Photography is a 2-D limited medium for reproducing a 3-D view. You can't have it all in terms of reproducing the scene; you're going have to put up with some compromises in order to "capture" the scene and translate the feeling of it in a photograph. I am not really a landscape photographer, but a few years ago I was photographing a dell with a pond at the bottom of a lot of high trees. I wasn't really able to get the feel of what you experience there with a wide-angle lens; it was not translating the towering quality of the trees, and I don't think a massive photograph like 20 feet high would have done it either. The point of an artistic photograph is not to duplicate the scene you see, but to create an artistic photograph with what you focus on -- "focus" in the attention sense, not specifically the "turning-the-lens" sense. If you are looking at a scene in person, you are experiencing it a little bit at at time by looking around it, and focusing on different details at different depths; plus, you are immersed in it in a way that you would not be even in front of a very large image -- this is not how you experience viewing a photo. Eventually my solution in capturing the scene I described above was that the key was in the depth of the woods, and looking through the trees was the key rather than the height of the trees, which couldn't be well-translated in a photo.

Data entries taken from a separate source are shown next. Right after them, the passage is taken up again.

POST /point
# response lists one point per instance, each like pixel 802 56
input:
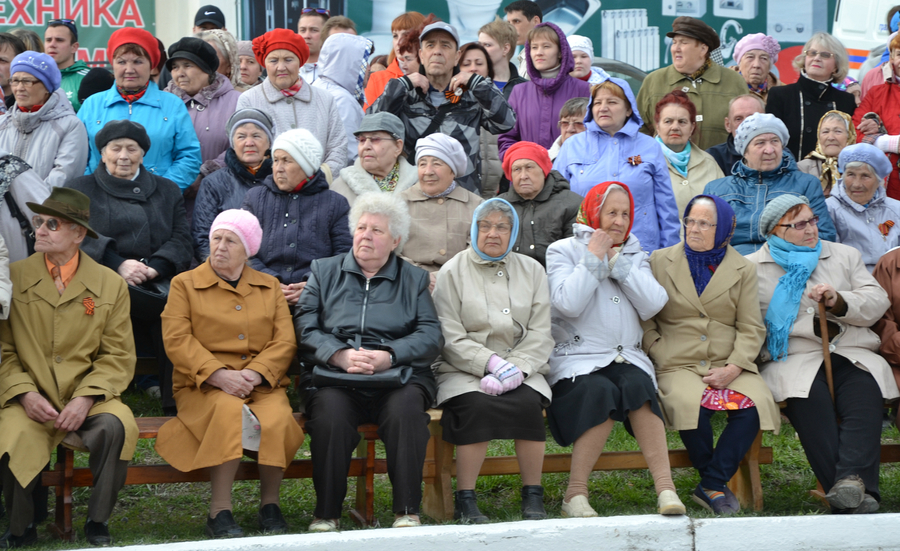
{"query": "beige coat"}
pixel 691 334
pixel 841 267
pixel 440 227
pixel 209 325
pixel 489 308
pixel 354 180
pixel 702 169
pixel 52 345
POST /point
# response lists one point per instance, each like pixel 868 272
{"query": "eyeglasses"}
pixel 704 225
pixel 53 224
pixel 813 53
pixel 486 227
pixel 814 221
pixel 26 82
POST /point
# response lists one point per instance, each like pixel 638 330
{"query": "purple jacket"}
pixel 538 101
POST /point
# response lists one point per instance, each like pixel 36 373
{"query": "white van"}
pixel 860 25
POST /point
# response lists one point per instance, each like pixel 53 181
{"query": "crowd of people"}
pixel 453 226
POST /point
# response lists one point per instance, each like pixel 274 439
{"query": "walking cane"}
pixel 823 328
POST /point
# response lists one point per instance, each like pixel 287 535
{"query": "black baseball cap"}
pixel 210 14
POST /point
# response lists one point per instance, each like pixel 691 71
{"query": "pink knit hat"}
pixel 243 224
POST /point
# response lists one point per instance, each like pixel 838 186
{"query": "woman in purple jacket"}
pixel 538 101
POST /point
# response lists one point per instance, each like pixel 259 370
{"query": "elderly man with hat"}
pixel 709 85
pixel 755 55
pixel 291 102
pixel 42 128
pixel 439 101
pixel 541 197
pixel 767 171
pixel 68 355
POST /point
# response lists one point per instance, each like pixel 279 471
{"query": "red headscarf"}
pixel 132 35
pixel 589 213
pixel 526 150
pixel 280 39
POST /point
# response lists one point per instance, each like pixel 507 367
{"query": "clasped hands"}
pixel 502 377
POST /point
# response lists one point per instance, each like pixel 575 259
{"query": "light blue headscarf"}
pixel 513 236
pixel 799 262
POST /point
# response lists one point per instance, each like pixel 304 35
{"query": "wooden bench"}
pixel 439 468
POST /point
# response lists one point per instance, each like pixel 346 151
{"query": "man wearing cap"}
pixel 209 18
pixel 68 355
pixel 766 172
pixel 709 85
pixel 542 199
pixel 755 55
pixel 457 105
pixel 61 43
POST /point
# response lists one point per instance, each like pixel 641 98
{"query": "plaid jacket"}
pixel 482 105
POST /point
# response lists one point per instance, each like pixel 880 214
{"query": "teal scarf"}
pixel 678 161
pixel 799 263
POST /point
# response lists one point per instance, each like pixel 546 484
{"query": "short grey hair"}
pixel 495 206
pixel 833 45
pixel 384 204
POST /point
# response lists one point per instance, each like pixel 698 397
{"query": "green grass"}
pixel 177 512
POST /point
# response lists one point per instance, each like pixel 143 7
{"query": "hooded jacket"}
pixel 593 156
pixel 298 227
pixel 538 101
pixel 748 192
pixel 865 227
pixel 342 69
pixel 545 219
pixel 52 140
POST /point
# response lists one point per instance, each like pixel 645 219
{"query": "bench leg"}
pixel 437 500
pixel 65 462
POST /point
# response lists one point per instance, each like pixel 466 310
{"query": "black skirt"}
pixel 477 417
pixel 589 400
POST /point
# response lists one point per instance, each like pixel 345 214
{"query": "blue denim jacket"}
pixel 748 192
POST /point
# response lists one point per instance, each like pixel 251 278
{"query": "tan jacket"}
pixel 691 334
pixel 208 325
pixel 841 267
pixel 702 169
pixel 440 227
pixel 51 344
pixel 489 308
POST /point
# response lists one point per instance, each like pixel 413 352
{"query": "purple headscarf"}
pixel 703 264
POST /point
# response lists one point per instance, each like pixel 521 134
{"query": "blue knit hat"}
pixel 865 153
pixel 39 65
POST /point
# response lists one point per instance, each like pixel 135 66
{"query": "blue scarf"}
pixel 799 263
pixel 678 161
pixel 703 264
pixel 513 235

---------- Post added 04-24-20 at 02:57 AM ----------
Originally posted by baro-nite True, but I'm not talking about failed stacks. Here's a focus stack (7 exposures) I did 6 years ago. Leaving aside the question of whether or not the composition is any good, looking at the image as a whole I find the lack of differentiation in sharpness from front to back to detract from the image rather than add to it. It makes it look flat, and, to me, unnatural.
This is a very interesting photograph. I'm not sure it is specifically the focus that does it, but the statically of it, which might be affected by the focus. Looking at some of the other all-in-focus examples posted or linked in this thread, those do look unnatural, but I am not sure if it is because of the all-in-focus aspect of *the photo*, which is not what we are used to seeing *in photos*, or if it is the all-in-focus aspect of the photos compared to the real world. Your photo is more abstract than representation, and I think it succeeds or fails on that, rather than the focus being unnatural. The abstract nature is in the lines of the trees and the lines in the water/ice, but the reason it might fail is that the tones are all pretty similar and there is not enough visual contrast or differentiation between the trees and the water. Or, on the other hand, that could be considered a strength in making a very different type of landscape photo than we are used to! I know a guy who has photographed dense thickets where the fine texture of the branches is the interesting and unique subject of the photo.